Diving into the cadence research for swimming is produces somewhat murky waters (two puns in one sentence woot woot). Many people talk up the total immersion method of swimming developed by Terry Laughlin, and I did as well during my first season of adult onset swim training. I found it beneficial and was capable of swimming a length of the pool with as little as 7 strokes. This method teaches you about inefficiency in your stroke, and forces you to hold a true body position or suffer dead spots and ultimately lose to drag. However, for me I found that such a low cadence on race day was utterly impossible regardless how I tried. I would always get amped up and my cadence would jump up to something I wasn’t used to. I also noticed that those individuals that were first out of the water churned even faster than I did when I was amped up. Hmmm, so then I started counting strokes of Olympic swimmers like Phelps and Lochte.  It jsut so happened to be the year of the London Olympics. Yep, for freestyle they were in the range of 60-90 strokes per minute (yes, I counted).  The deeper into the Internet Research I went the more I found that higher stroke rates were wanted.  And here I was spinning like a lazy windmill that could never be confused with a dragon.  One interesting study I saw showed an inflection Point with an individual’s stroke rate. Under and over that rate range showed decreases in ifficiency and VO2 numbers.  The document (which I can’t find right now for the life of me) stated that according to the skill Level of the athlete this most efficient stroke rate was above 60 for average swimmers, and between 90 and 100 for world class swimmers.

The Horse

Complicated equations are made easy by cute round horses.
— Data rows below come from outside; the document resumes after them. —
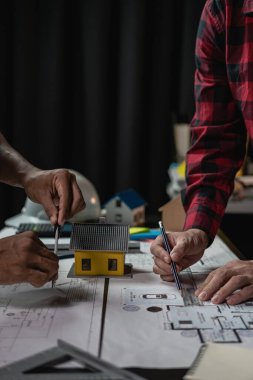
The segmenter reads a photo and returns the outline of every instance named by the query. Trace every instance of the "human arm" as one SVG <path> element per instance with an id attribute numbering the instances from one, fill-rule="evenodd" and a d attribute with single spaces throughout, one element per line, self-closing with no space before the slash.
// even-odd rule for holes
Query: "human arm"
<path id="1" fill-rule="evenodd" d="M 33 232 L 0 239 L 0 284 L 40 287 L 57 278 L 58 258 Z"/>
<path id="2" fill-rule="evenodd" d="M 217 4 L 221 7 L 215 7 Z M 199 251 L 195 255 L 195 249 L 188 249 L 192 246 L 189 241 L 179 252 L 177 242 L 173 245 L 172 241 L 174 248 L 171 254 L 178 270 L 184 268 L 186 263 L 190 266 L 197 258 L 201 258 L 204 249 L 213 241 L 246 150 L 246 128 L 238 99 L 231 93 L 229 81 L 232 79 L 228 78 L 228 73 L 232 75 L 229 69 L 232 70 L 233 65 L 226 65 L 226 16 L 222 5 L 222 0 L 207 1 L 196 41 L 196 112 L 191 123 L 191 146 L 186 157 L 187 187 L 183 197 L 186 218 L 181 236 L 182 239 L 186 237 L 187 242 L 186 234 L 191 231 L 194 235 L 191 239 L 193 247 L 196 243 Z M 208 237 L 206 246 L 198 238 L 201 233 L 197 230 Z M 174 233 L 170 236 L 172 240 Z M 152 244 L 151 251 L 154 254 L 155 273 L 171 281 L 169 259 L 167 258 L 166 263 L 166 252 L 159 239 Z M 237 276 L 236 270 L 230 272 L 231 276 L 227 280 L 224 279 L 222 271 L 221 268 L 218 274 L 221 274 L 224 284 L 229 283 L 230 279 L 232 282 L 238 281 L 234 278 Z M 251 274 L 248 277 L 250 279 Z M 217 284 L 219 282 L 216 286 Z M 223 285 L 220 284 L 220 287 Z M 228 286 L 232 292 L 230 285 Z"/>
<path id="3" fill-rule="evenodd" d="M 85 207 L 75 175 L 66 169 L 41 170 L 28 162 L 0 133 L 0 181 L 24 188 L 27 196 L 41 203 L 52 224 Z"/>
<path id="4" fill-rule="evenodd" d="M 246 150 L 246 128 L 227 62 L 225 1 L 208 0 L 196 40 L 195 104 L 186 157 L 184 229 L 199 228 L 209 244 L 220 226 Z"/>
<path id="5" fill-rule="evenodd" d="M 205 232 L 208 244 L 220 226 L 246 150 L 246 128 L 228 78 L 227 21 L 223 7 L 222 0 L 208 0 L 199 24 L 196 110 L 191 122 L 191 145 L 186 155 L 186 190 L 183 196 L 186 212 L 184 231 Z M 194 232 L 194 235 L 198 234 Z M 189 255 L 186 246 L 184 252 Z M 183 267 L 180 261 L 185 263 L 184 253 L 180 257 L 175 251 L 175 261 Z M 191 264 L 190 259 L 188 263 Z"/>

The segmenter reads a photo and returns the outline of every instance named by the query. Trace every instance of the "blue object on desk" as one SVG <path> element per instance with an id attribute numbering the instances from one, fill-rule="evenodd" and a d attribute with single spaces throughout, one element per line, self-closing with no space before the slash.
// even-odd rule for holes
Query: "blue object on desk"
<path id="1" fill-rule="evenodd" d="M 160 235 L 160 230 L 158 228 L 150 229 L 148 232 L 140 232 L 139 234 L 130 234 L 130 240 L 145 240 L 145 239 L 155 239 Z"/>

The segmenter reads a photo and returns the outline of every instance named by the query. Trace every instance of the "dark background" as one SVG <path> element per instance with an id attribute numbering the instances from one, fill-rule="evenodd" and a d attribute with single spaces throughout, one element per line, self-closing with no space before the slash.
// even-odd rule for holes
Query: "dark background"
<path id="1" fill-rule="evenodd" d="M 1 0 L 0 128 L 34 165 L 84 174 L 101 202 L 133 187 L 157 212 L 173 122 L 194 112 L 204 0 Z M 22 189 L 0 185 L 0 223 Z"/>

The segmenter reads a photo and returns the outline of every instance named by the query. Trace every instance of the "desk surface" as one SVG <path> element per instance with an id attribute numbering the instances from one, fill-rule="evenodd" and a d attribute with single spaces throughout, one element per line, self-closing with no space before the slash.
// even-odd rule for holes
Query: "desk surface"
<path id="1" fill-rule="evenodd" d="M 168 378 L 168 369 L 170 379 L 181 379 L 206 341 L 253 348 L 252 303 L 199 305 L 193 295 L 210 270 L 234 258 L 217 237 L 203 260 L 182 274 L 187 306 L 175 284 L 153 274 L 149 253 L 127 255 L 133 278 L 70 278 L 68 258 L 60 261 L 55 289 L 0 286 L 0 365 L 53 347 L 60 338 L 147 379 Z"/>

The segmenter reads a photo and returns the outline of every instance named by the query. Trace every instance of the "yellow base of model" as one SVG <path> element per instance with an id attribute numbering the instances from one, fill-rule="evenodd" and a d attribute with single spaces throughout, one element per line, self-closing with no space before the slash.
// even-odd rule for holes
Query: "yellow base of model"
<path id="1" fill-rule="evenodd" d="M 125 255 L 122 252 L 75 252 L 75 274 L 78 276 L 123 276 Z"/>

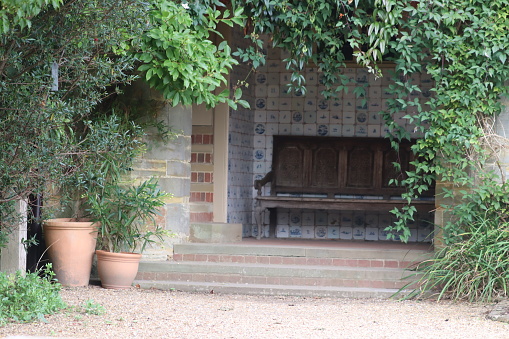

Complicated equations are made easy by cute round horses.

The spherical horse for this and the other three sports are based on a similar principle.  I won’t get too technical, because first I don’t want to be wrong, and second, I don’t want to have to back up any calculations, but simplistically when someones arm is in the water, pulling backward, the resultant force produces forward movement (at least hopefully that is the case otherwise you are doing it wrong).  The overall movement results in speed for a swimmer and can be categorized as the instantaneous summation of the forces at that point in time.  Yes, there is much more than this that plays into the equation to determine forward movement for a swimmer (drag, surface area, temperature, density, etc..), but once again this is my spherical horse.  Thus, the resulting forward velocity of a horse (or human) is only dependent upon how often a stroke is applied.  This is because when you are not applying force to go forward the drag of the water is slowing you down.  Thus the more you can apply that force over the course of a minute, the less you will be affected by drag.  That of course to those of you that have even an elementary education should cause you to say, well duh, but sometimes we make our hobbies more difficult than they need to be.  the secret to swimming faster is simply to swim faster.  Applying this spherical horse to real life is harder to do, and something at which I am mediocre at best.  Now back to the pool.